What is the logic/motivation of using MEAN_LOSS or not?
E.g. https://github.com/shenyunhang/DRN-WSOD-pytorch/blob/ff6168effcff68a77fbd6576ce108726ff14034c/projects/WSL/configs/PascalVOC-Detection/oicr_WSR_50_DC5_1x.yaml uses MEAN_LOSS=True (opposite to wsddn_WSR_18_DC5_1x.yaml )
Thanks!
In MEAN_LOSS = True setting, it seems that loss will be divided by batch size twice
I guess for batch_size equals 1 (which was your practical setting), there is no difference
MEAN_LOSS is designed to norm loss over classes. For wsddn and contextlocnet, we use 128 batch size, and do not norm loss over classes, i.e., MEAN_LOSS = False. For other methods, we use 4 batch size, and norm loss over classes, i.e., MEAN_LOSS = True.
In fact, we find use large batch size without normlization over classes has better performance, but requires very long epoch (we use 160 epoch for wsddn and contextlocnet). To save time, in other methods, we only use samll batch size with normlization over classes to speed up convergence. And wsddn module in other methods has worse performance than standalone wsddn.

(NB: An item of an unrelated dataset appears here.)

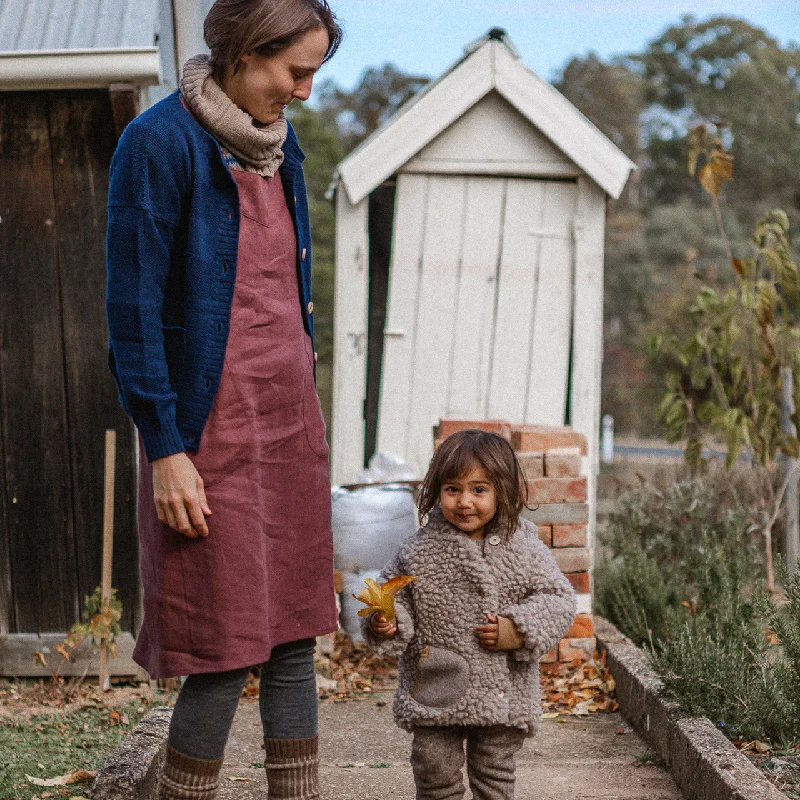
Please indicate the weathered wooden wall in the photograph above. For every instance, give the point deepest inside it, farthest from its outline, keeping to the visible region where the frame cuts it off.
(57, 396)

What's effective loss scaling? Does it sum or mean over classes? over batch size?
How does it interact with distributed training? Is there anywhere scaling over the world size?
This project need manully modify the config file to scale-up training. But UWSOD project implements auto scale at here . It can be actived by setting REFERENCE_WORLD_SIZE as this config file.
In MEAN_LOSS = True setting, it seems that loss will be divided by batch size twice
This is a bug. When each gpu has one image, there is no difference. That is why we did not find this bug before.